Justin Fox, Columnist

The Problem With Expensive Real Estate

Soaring land costs threaten growth and worsen inequality. And nobody really knows what to do about it.

High-priced dirt.

Photographer: Chris Ratcliffe/Bloomberg

The U.K. Office for National Statistics has recently begun to track the value of land as part of the national accounts — and it turns out that dirt is now just about the biggest thing going in Britain:

I was tipped off to this development by Josh Ryan-Collins, an economist at University College London's Institute for Innovation and Public Purpose. Ryan-Collins has been making the case lately that we ought to paying much more attention to land and its economic role. This was a central concern of such early economic theorists as Adam Smith, David Ricardo and John Stuart Mill, who saw land as a fundamentally different resource from labor or capital and thus deserving of special scrutiny and treatment.
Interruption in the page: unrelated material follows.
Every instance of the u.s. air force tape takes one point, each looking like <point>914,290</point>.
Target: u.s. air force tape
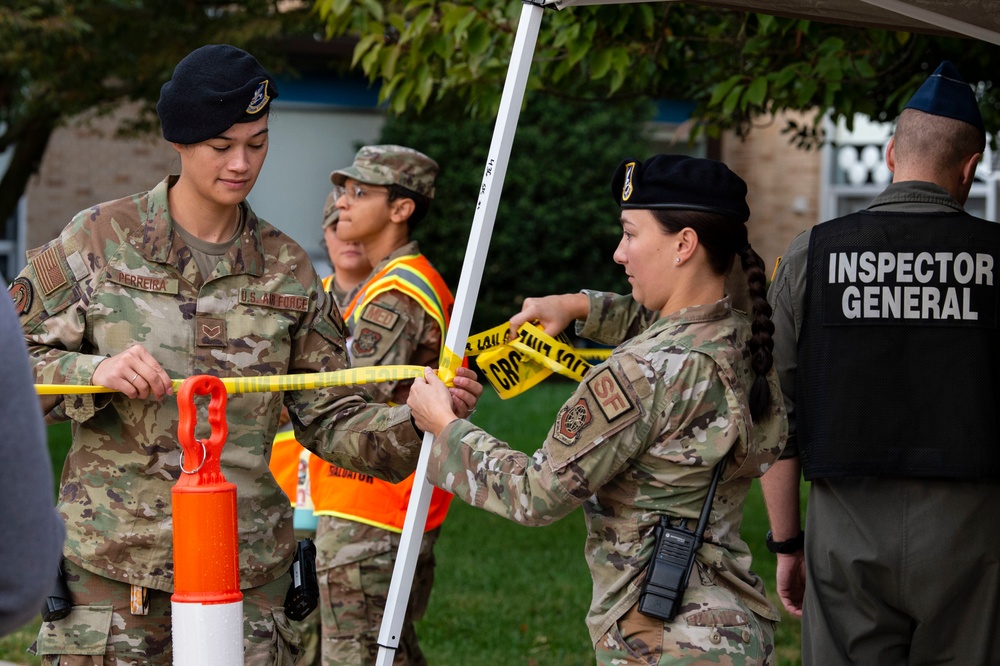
<point>302,382</point>
<point>513,367</point>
One frequent prescription was stiff taxation of land values, which in the U.S. became the focus of a political movement inspired by the economist Henry George. Some went even further. When pro-free-market theorist Léon Walras built the general equilibrium model in the 1870s that was a precursor to much of modern economics, he assumed that in an optimally functioning economy, land would be nationalized — with the rent it from it replacing taxes as the means of funding government.